Find the largest and smallest value of the function f (x) = x ^ 3-2x ^ 2 + x + 3 on the segment [0; 3/2]

Answer: the largest value of the function at x = 3/2;
the smallest – at x = 0 and x = 1.
Explanation: we find OOF: x – any number
Find the derivative of the function: f` (x) = 3x ^ 2-4x + 1 = 0 (equate to zero)

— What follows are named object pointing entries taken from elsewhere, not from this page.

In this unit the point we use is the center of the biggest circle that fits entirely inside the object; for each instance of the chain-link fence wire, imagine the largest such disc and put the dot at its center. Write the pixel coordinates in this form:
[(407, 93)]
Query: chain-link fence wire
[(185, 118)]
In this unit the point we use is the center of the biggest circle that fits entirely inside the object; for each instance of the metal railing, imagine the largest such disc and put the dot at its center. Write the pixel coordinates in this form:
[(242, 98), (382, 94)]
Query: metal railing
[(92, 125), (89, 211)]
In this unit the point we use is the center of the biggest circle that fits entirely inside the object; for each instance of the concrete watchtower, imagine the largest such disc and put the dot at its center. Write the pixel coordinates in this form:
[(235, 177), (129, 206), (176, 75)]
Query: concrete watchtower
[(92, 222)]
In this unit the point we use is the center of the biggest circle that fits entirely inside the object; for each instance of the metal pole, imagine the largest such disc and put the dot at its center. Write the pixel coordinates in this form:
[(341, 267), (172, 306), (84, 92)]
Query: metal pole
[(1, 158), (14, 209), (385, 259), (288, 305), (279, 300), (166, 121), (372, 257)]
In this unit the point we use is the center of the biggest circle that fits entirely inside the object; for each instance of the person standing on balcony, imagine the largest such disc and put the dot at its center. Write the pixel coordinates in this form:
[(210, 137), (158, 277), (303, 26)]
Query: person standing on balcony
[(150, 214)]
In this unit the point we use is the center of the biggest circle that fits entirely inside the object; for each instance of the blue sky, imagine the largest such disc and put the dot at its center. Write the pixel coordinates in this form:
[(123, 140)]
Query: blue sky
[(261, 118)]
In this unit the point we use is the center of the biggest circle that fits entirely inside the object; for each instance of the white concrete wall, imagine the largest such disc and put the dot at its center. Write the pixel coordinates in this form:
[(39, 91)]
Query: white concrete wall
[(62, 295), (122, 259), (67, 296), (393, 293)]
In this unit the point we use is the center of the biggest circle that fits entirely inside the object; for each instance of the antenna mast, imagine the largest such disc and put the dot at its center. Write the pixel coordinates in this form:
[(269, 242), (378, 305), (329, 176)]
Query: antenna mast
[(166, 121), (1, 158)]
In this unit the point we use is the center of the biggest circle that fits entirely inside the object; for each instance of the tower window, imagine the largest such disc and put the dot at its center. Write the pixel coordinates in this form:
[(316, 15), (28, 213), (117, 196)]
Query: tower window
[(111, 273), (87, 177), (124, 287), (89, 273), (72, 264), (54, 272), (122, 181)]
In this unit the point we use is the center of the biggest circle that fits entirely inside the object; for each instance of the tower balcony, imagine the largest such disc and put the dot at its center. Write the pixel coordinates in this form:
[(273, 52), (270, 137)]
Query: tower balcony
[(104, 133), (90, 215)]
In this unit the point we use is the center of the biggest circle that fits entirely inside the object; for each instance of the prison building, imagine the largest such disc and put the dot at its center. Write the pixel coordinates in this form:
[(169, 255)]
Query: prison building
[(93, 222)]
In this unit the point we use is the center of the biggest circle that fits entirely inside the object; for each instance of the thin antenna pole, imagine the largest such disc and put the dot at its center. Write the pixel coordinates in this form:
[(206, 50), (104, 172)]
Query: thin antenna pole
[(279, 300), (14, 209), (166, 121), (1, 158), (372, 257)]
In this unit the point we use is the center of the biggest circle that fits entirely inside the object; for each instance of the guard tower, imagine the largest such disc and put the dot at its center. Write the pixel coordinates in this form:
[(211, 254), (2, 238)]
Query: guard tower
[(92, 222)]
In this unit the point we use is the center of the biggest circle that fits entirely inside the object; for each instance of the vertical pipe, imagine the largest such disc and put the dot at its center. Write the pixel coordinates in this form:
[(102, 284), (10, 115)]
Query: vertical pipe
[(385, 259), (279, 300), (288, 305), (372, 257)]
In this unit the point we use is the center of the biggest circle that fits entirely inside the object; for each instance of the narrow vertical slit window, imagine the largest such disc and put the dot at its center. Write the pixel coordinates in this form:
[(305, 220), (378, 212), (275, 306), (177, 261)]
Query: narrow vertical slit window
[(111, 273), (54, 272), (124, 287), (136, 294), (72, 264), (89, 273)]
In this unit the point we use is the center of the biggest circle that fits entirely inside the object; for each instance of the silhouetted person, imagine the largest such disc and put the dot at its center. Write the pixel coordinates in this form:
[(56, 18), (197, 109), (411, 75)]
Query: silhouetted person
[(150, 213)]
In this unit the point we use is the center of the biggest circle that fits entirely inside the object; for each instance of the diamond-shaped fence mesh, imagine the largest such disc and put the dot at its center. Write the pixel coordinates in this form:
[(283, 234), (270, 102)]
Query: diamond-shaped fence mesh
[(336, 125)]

We solve the resulting quadratic equation: x1 = 1, x2 = 1/3
We find the value of the function at these points and on the boundaries of the segment:
f (x) = x ^ 3-2x ^ 2 + x + 3
f (0) = 0 ^ 3-2 * 0 ^ 2 + 0 + 3 = 3
f (3/2) = (3/2) ^ 3-2 * (3/2) ^ 2 + 3/2 + 3 = 27/8
f (1) = 1 ^ 3-2 * 1 ^ 2 + 1 + 3 = 3
f (1/3) = (1/3) ^ 3-2 * (1/3) ^ 2 + 1/3 + 3 = 85/27
Compare fractions at x = 1/3 and x = 3/2: 85 * 8/27 = 680/213, 27 * 27/8 = 729/216.